La lucha por el control de la Cámara de Representantes de Estados Unidos se está librando, literalmente, sobre el mapa. Una agresiva estrategia de redistribución de distritos podría otorgar a los republicanos una ventaja de hasta 10 escaños sobre los demócratas para las elecciones de noviembre.
Esta tendencia ha sido impulsada por una decisión de la Corte Suprema que debilitó la Ley de Derechos Electorales de 1965, facilitando que estados controlados por republicanos, como Alabama y Louisiana, modifiquen sus límites electorales y calendarios para reducir la representación demócrata.

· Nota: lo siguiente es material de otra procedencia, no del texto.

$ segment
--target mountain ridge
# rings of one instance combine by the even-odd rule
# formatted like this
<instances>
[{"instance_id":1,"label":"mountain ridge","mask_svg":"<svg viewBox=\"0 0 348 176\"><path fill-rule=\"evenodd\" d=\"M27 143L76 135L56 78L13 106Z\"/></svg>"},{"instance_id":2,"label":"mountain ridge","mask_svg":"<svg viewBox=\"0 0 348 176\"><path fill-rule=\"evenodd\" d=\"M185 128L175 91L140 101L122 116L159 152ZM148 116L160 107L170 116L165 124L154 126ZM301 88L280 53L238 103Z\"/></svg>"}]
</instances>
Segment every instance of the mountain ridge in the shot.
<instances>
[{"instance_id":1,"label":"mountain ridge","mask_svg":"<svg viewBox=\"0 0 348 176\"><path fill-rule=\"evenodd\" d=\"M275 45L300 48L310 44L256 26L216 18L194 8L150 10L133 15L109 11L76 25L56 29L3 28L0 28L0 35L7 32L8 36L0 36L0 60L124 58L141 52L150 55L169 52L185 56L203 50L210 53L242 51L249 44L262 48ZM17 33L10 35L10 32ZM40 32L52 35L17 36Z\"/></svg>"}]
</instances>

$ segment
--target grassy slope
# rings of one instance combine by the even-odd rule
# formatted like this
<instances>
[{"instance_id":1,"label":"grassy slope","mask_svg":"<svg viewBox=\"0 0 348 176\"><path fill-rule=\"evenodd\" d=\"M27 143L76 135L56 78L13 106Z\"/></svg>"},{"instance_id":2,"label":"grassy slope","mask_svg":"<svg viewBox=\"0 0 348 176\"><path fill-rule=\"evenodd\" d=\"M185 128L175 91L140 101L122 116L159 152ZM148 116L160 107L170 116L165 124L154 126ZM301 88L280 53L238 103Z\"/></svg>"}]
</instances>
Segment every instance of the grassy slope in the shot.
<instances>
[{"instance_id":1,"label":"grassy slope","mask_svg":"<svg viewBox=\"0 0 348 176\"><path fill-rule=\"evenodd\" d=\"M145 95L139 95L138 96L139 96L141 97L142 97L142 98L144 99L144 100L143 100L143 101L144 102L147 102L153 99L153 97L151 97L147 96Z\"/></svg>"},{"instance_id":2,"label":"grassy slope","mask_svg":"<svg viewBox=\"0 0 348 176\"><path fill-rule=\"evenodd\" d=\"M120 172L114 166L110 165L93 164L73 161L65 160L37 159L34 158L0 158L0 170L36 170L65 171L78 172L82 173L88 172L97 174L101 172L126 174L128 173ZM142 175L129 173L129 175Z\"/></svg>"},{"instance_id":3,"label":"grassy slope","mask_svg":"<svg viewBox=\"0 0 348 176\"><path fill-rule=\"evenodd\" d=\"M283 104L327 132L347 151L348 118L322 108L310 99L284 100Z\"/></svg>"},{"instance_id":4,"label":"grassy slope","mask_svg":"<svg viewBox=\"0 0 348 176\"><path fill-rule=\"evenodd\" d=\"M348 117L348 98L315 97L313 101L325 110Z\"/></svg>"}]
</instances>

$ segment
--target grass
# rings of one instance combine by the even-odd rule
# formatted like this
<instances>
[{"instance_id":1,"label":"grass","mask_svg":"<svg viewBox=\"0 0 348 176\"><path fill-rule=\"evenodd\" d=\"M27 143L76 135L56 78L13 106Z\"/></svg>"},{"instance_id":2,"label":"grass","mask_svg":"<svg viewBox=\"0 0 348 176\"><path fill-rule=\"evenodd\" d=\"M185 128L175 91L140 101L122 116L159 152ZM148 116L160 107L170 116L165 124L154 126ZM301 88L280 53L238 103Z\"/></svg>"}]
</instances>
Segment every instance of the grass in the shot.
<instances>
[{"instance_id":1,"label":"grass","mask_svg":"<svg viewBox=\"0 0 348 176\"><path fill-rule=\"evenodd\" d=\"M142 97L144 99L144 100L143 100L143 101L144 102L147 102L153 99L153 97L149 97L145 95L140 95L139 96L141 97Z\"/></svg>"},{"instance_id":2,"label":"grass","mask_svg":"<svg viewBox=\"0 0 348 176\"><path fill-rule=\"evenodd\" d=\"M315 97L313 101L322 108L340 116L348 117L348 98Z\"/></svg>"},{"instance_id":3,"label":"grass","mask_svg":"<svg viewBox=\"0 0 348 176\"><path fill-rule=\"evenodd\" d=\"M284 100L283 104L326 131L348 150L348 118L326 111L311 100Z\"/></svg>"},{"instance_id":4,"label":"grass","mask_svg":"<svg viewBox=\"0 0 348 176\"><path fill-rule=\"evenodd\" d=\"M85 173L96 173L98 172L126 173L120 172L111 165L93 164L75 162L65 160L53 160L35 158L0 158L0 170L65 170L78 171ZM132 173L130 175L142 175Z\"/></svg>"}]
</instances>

Por su parte, los demócratas han logrado avances en California y Utah, sumando unos seis escaños, aunque sus esfuerzos en Virginia fueron bloqueados judicialmente.
Lo más significativo es el cambio en la tradición política. Según Justin Levitt, profesor de derecho, ya no se espera la redistribución cada década tras el censo, sino que se busca obtener ventajas partidistas en cada ciclo electoral. Levitt señala que los tribunales federales ya no pueden controlar la manipulación de distritos con fines partidistas, lo que ha allanado el camino para estas acciones.
No todo ha sido consenso interno. En Carolina del Sur e Indiana, algunos legisladores republicanos resistieron las presiones de Donald Trump para rediseñar mapas que eliminaran la representación demócrata, argumentando razones de conciencia o conveniencia política.
A pesar de estas maniobras, la redistribución por sí sola podría no salvar la escasa mayoría de Mike Johnson, especialmente considerando que el índice de aprobación de Trump se sitúa en el 36%, según encuestas de CNN. Con las primarias en marcha, ambos partidos ya preparan una manipulación electoral aún más agresiva para el ciclo de 2028.